Le redressement de l’association Sida Info Service.
25/04/2016N. BORTKO

Pour lui permettre de payer les salaires de février, l’INPES lui aurait d’ailleurs versé près d'un tiers de la subvention annuelle, soit 1,5 million d'euros. Mais, l’association qui vit grâce aux fonds publics n’arrivera pas à sortir de ses difficultés et a été contrainte de déclarer son état de  cessation des paiements le 23 février dernier. La direction aurait, par la même occasion, proposé un plan de sauvegarde de l'emploi visant 37 des 83 salariés. Mais, le Tribunal de grande instance de Paris a finalement décidé, le jeudi 10 mars, de la placer en redressement judiciaire.

Maître Maxime LANGET, administrateur judiciaire, a été nommé par le tribunal afin de bâtir un projet de continuation de l’activité en concertation avec les instances représentatives du personnel et les autorités de tutelle. Le Tribunal a également désigné Maître Gilles PELLEGRINI en qualité de mandataire judiciaire.

En proie à de graves difficultés financières, l’association n’arrivait non seulement plus à régler les salaires mais n’arrivait pas non plus à payer certains fournisseurs ou prestataires. Cette situation a conduit ses salariés inquiets et leur comité d'entreprise à utiliser leur droit d'alerte pour demander un rapport d'expertise, confié au cabinet 3EC, sur l'état financier réel de l'association et sur sa gestion.

Remis en novembre dernier au comité d'entreprise, le constat est édifiant.

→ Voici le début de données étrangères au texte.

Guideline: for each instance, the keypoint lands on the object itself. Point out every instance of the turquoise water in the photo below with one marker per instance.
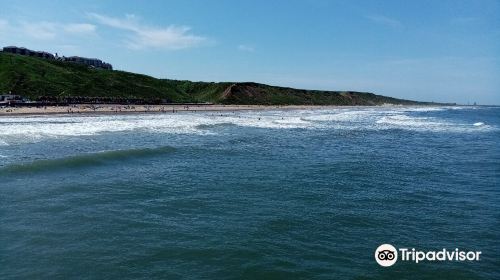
(298, 194)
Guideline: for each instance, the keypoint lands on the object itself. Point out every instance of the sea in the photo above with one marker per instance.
(261, 194)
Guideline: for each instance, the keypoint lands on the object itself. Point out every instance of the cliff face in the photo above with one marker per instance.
(35, 78)
(253, 93)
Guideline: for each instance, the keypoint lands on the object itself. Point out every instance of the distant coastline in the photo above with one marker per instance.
(86, 109)
(47, 81)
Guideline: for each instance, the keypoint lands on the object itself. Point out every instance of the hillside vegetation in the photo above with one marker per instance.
(35, 78)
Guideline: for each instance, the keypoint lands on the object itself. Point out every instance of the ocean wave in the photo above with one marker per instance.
(85, 160)
(37, 128)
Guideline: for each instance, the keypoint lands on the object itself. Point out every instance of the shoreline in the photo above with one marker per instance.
(84, 109)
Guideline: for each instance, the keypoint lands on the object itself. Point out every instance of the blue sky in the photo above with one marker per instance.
(447, 51)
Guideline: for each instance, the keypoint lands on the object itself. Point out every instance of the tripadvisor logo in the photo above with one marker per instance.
(387, 255)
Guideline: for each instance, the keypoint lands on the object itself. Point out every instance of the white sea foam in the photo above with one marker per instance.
(35, 128)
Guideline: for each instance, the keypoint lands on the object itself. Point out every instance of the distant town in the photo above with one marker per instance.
(91, 62)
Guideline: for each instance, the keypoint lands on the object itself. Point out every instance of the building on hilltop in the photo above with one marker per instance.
(28, 52)
(91, 62)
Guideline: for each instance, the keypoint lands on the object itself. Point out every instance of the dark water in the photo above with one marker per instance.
(292, 195)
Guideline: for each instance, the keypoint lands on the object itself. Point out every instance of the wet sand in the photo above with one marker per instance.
(117, 109)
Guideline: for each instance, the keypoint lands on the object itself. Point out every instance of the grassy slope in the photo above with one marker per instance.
(33, 77)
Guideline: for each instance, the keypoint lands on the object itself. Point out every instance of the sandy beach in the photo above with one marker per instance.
(117, 109)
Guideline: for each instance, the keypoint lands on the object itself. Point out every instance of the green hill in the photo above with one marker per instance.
(36, 78)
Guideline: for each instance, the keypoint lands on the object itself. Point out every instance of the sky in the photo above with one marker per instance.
(443, 51)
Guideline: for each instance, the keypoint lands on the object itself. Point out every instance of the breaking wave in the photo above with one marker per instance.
(36, 128)
(85, 160)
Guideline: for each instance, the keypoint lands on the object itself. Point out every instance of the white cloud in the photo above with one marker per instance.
(246, 48)
(142, 36)
(80, 28)
(380, 19)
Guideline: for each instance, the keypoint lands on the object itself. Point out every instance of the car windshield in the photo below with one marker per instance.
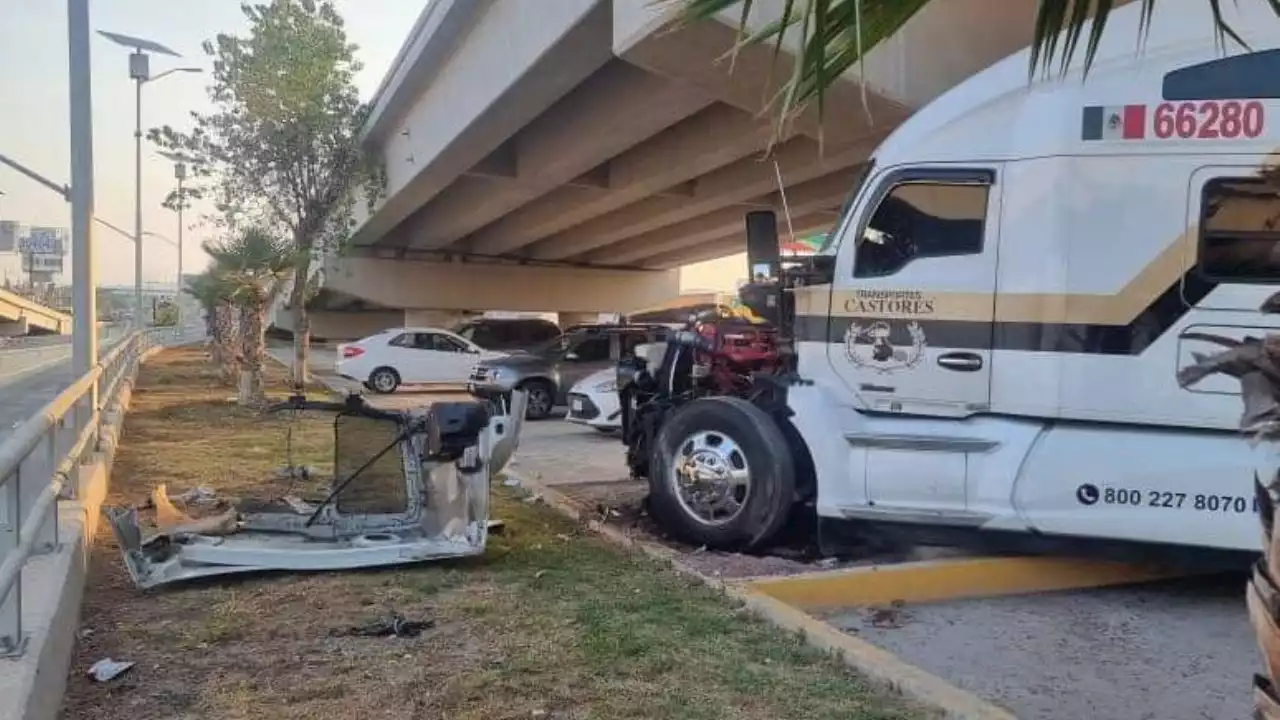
(558, 343)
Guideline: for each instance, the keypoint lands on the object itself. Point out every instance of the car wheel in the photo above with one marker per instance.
(542, 399)
(722, 475)
(384, 381)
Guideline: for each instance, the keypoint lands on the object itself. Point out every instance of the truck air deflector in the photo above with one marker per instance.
(1253, 76)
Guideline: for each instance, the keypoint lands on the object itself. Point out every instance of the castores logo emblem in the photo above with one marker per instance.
(871, 346)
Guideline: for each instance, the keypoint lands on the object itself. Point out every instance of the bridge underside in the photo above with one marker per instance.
(588, 133)
(19, 317)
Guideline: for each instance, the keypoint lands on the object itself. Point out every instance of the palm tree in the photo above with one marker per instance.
(252, 265)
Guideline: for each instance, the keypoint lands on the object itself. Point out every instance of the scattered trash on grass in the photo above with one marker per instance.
(106, 670)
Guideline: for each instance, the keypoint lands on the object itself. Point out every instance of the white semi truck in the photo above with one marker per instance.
(990, 343)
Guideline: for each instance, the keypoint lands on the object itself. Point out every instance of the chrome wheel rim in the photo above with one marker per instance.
(539, 401)
(711, 478)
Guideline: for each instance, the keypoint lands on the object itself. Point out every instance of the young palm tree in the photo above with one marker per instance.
(214, 297)
(836, 33)
(252, 265)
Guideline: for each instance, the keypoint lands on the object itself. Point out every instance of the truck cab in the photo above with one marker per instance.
(1009, 295)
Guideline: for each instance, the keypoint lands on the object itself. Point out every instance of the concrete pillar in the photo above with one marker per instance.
(434, 318)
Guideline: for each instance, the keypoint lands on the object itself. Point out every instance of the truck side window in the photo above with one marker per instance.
(1240, 231)
(922, 219)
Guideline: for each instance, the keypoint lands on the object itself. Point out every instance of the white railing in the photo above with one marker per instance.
(39, 465)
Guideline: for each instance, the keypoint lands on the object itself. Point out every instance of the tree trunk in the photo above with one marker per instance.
(301, 323)
(1255, 364)
(254, 352)
(224, 340)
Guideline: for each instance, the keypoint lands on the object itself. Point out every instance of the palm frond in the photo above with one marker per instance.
(832, 35)
(835, 35)
(252, 263)
(1060, 24)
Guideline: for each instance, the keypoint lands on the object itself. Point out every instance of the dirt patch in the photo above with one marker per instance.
(549, 623)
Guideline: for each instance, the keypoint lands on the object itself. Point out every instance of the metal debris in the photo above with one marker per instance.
(106, 670)
(389, 625)
(435, 506)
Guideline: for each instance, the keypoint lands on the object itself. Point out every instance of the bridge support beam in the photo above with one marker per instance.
(14, 328)
(484, 286)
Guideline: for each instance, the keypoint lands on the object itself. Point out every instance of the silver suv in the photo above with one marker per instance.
(549, 370)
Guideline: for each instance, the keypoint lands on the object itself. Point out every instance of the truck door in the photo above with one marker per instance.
(913, 302)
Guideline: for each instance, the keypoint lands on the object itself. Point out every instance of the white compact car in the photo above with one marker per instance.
(398, 356)
(594, 401)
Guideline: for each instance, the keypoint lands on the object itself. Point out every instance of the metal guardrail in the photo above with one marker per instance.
(39, 465)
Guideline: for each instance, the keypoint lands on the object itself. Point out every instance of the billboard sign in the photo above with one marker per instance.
(41, 241)
(45, 263)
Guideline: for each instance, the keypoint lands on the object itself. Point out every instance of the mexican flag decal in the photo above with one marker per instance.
(1114, 122)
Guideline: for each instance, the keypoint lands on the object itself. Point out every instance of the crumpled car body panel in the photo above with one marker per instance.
(444, 514)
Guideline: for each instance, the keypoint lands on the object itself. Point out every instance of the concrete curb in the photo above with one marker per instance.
(36, 683)
(876, 664)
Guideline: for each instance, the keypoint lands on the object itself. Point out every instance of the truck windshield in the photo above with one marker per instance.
(828, 246)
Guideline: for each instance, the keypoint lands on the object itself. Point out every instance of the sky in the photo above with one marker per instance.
(33, 117)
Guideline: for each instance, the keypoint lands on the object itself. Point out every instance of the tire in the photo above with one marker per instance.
(542, 399)
(750, 442)
(384, 381)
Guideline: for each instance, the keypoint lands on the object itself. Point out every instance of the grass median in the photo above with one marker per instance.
(549, 623)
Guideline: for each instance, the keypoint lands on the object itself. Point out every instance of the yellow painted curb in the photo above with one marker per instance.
(951, 579)
(871, 661)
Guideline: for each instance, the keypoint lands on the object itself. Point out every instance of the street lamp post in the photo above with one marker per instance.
(81, 194)
(140, 71)
(179, 173)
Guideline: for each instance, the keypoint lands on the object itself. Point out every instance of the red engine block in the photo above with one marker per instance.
(745, 347)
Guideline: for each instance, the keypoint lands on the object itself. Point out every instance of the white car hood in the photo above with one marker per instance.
(588, 383)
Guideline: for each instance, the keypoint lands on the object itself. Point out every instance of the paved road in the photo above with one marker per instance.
(23, 396)
(27, 395)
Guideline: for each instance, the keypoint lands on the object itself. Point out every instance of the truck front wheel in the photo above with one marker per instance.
(721, 475)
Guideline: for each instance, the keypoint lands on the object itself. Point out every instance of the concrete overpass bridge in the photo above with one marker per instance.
(19, 317)
(568, 155)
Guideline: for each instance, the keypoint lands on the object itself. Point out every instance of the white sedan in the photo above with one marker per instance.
(594, 401)
(398, 356)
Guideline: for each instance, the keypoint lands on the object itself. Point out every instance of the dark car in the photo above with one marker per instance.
(508, 333)
(548, 372)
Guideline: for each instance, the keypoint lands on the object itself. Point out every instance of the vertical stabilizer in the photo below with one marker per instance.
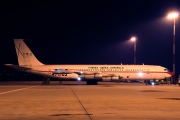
(24, 55)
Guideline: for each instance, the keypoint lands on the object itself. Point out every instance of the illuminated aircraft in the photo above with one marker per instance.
(89, 73)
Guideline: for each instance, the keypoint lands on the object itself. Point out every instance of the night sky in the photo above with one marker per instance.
(91, 32)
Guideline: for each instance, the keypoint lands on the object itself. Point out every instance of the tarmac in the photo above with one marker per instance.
(77, 101)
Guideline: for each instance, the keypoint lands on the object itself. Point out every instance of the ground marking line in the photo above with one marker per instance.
(17, 90)
(80, 103)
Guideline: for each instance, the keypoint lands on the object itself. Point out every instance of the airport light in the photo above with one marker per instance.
(173, 16)
(134, 40)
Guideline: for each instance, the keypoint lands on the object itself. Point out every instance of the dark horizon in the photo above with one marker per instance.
(91, 32)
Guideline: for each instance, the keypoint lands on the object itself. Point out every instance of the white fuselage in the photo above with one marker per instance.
(128, 72)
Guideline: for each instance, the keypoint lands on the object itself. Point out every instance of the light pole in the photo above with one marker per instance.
(134, 40)
(173, 16)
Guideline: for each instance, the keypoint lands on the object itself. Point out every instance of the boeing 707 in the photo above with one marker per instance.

Le rapport révèle un «manque de transparence», des «lacunes comptables», des «risques juridiques pouvant aller jusqu'à l'emprisonnement.» Pire encore, l'association se serait passée de directeur administratif et financier durant plus de dix mois. Le poste serait resté vacant de mi-janvier à fin juin 2015, pour ensuite être occupé durant seulement trois mois, dont une période d'arrêt maladie. Depuis octobre dernier l'association est à nouveau sans DAF. Or, c'est lui qui assure le contrôle de gestion.

Le document met également en évidence une gestion aléatoire du budget de l'association qui semble compter sur chaque versement de la subvention de l'INPES pour rétablir l'équilibre de ses finances. Un choix qui l'amène à retarder certains paiements pour «contenir le découvert», indique le rapport.

L'association n'aurait pas non plus versé certaines cotisations sociales.

La gestion plus qu'approximative aurait donc conduit l’association devant le Tribunal.

De son côté, l’association se défend et décide de faire appel à un expert indépendant, Monsieur Norbert PAUMIER. Cet expert, dans ses premières conclusions présentées le 8 mars, contredit et se justifie sur certains points.

Une mission de contrôle IGAS, demandée par les dirigeants de l’association depuis décembre 2015, a commencé le 2 mars et devrait prochainement rendre ses conclusions. Ses observations devraient aider les dirigeants et l’administrateur judiciaire qui espèrent élaborer un plan de continuation d’activité.

Ce n'est pas la première fois que l’association fait face à des difficultés financières. Déjà en 2006, déjà en raison de lourdes erreurs de gestion, un plan de restructuration avait été mis en place en raison d’un déficit de 500.000 €. La masse salariale passait alors de 140 à 83 salariés. Espérons que les erreurs de gestion d’aujourd’hui ne conduisent pas une nouvelle fois à une coupe salariale.